2008年以降における年齢階層別サラリーマンのお小遣い
↑ 2008年以降における年齢階層別サラリーマンのお小遣い

減少額は昨年に続き30代がもっとも大きく、続いて40代・20代の順となっている。次のグラフにあるように、若年層の方が昇給機会も多く、お小遣いアップの原資・きっかけも多いはずなのだが、それでも減少結果が確認できる。生活に対する「備え」の姿勢が一層強固なものとなっている、出費がかさんでいるなどで、お小遣いの増加には回せない事情が想像できる。そして今調査に限れば、20代をのぞき平均値もあわせ、4万円を割り込んでしまった。

昇給の有無
↑ 昇給の有無

特に30代は昇級率が20代とほぼ変わらないのに、減少額が一番大きく、哀愁すら感じられる(もっとも結婚なり出産なりで色々と物入りだから、という可能性も高い)。
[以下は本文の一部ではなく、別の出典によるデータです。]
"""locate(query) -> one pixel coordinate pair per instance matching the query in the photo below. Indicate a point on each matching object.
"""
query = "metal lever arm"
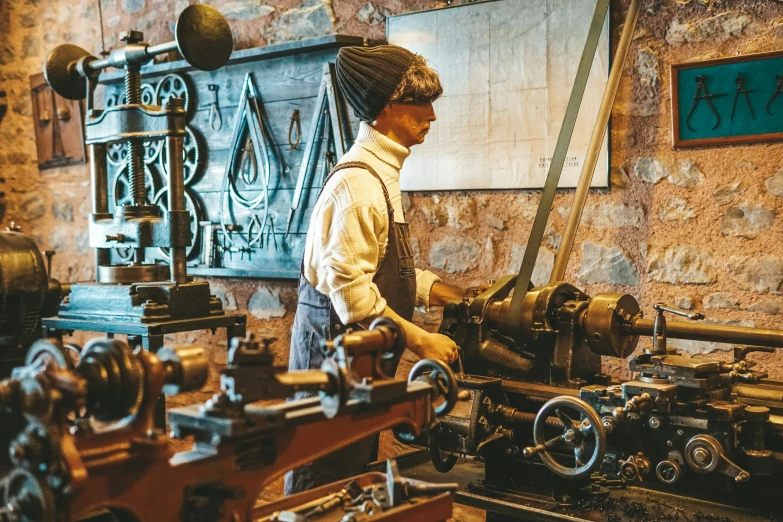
(203, 38)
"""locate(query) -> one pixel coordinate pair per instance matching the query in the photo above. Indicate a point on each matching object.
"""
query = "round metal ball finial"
(204, 37)
(59, 74)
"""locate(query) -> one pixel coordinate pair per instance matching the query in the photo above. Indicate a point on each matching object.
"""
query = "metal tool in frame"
(778, 90)
(741, 91)
(328, 105)
(703, 94)
(248, 129)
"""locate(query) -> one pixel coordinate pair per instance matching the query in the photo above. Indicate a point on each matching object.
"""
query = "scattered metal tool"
(741, 91)
(703, 94)
(295, 124)
(778, 90)
(215, 119)
(328, 105)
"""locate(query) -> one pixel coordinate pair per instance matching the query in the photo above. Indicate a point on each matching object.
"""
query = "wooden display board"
(287, 79)
(728, 101)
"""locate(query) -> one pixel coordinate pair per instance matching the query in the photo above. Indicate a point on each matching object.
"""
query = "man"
(358, 261)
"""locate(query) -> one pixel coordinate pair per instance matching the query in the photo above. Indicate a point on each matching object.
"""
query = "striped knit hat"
(368, 76)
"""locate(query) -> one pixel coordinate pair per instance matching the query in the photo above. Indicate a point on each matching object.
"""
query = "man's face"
(409, 123)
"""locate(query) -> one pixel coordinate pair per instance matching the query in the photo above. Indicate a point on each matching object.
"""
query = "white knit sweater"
(349, 229)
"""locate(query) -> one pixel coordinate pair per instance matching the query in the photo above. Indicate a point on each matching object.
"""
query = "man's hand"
(424, 344)
(441, 293)
(438, 346)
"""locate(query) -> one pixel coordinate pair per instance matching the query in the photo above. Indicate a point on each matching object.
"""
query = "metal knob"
(186, 368)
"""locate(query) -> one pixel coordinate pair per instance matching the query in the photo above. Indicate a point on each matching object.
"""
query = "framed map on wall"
(507, 68)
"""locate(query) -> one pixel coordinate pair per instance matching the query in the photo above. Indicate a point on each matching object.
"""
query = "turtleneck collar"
(385, 149)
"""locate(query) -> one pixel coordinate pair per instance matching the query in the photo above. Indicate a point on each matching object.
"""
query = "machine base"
(145, 312)
(630, 504)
小遣い額の変化については、「変化無し」が82.1%と5人に4人は現状維持という結果が出た一方、「ダウン」は「アップ」と比べて5.1ポイントも多く、全体的にはこづかい額の縮小に追い込まれた人が多い状況を示唆する結果となった。ただし昨年2010年は「ダウン」「アップ」の差が10.4ポイントだったことを考えると、そろそろ下げ方も限界に近付いているのかもしれない。

こづかい変化の有無と状況
↑ こづかい変化の有無と状況

特に年齢階層別に見ると歳を経るごとに「アップ」が減り「ダウン」が増えるなど厳しさを増していることが確認できる。下げ幅は縮小しているものの、この傾向は去年に続くものである。昇給の有無やこづかいそのものの絶対額との関連も皆無ではあるまい。

なお公開されているデータを元に、毎年のサラリーマンの小遣い状況の推移と、日経平均株価(年末の値、2011年は6月28日終値)をかぶせると次のようなグラフができあがる。

GE Money・新生フィナンシャル発表の「サラリーマンの平均小遣い額」と日経平均株価の推移
GE Money・新生フィナンシャル発表の「サラリーマンの平均小遣い額」と日経平均株価の推移

一部未調査の年があるため歯欠け状態だが(当方で破線にて補完)、直近では底打ちから上昇機運にあったものが2008年にその流れを打ち崩され、今年は去年の低水準からさらに一段落大きく低下したのが分かる。そして「日経平均株価」と「サラリーマンの小遣い」の間にはその起伏において相関関係があることが改めて確認できる。「金融商品への投資なんてしていないから、株価の変化など関係ない」という人も、「株価の上下が小遣いの上下にも連動する傾向がある」という事実を伝えられれば、経済全体や株価への見る目も変わってくるに違いない。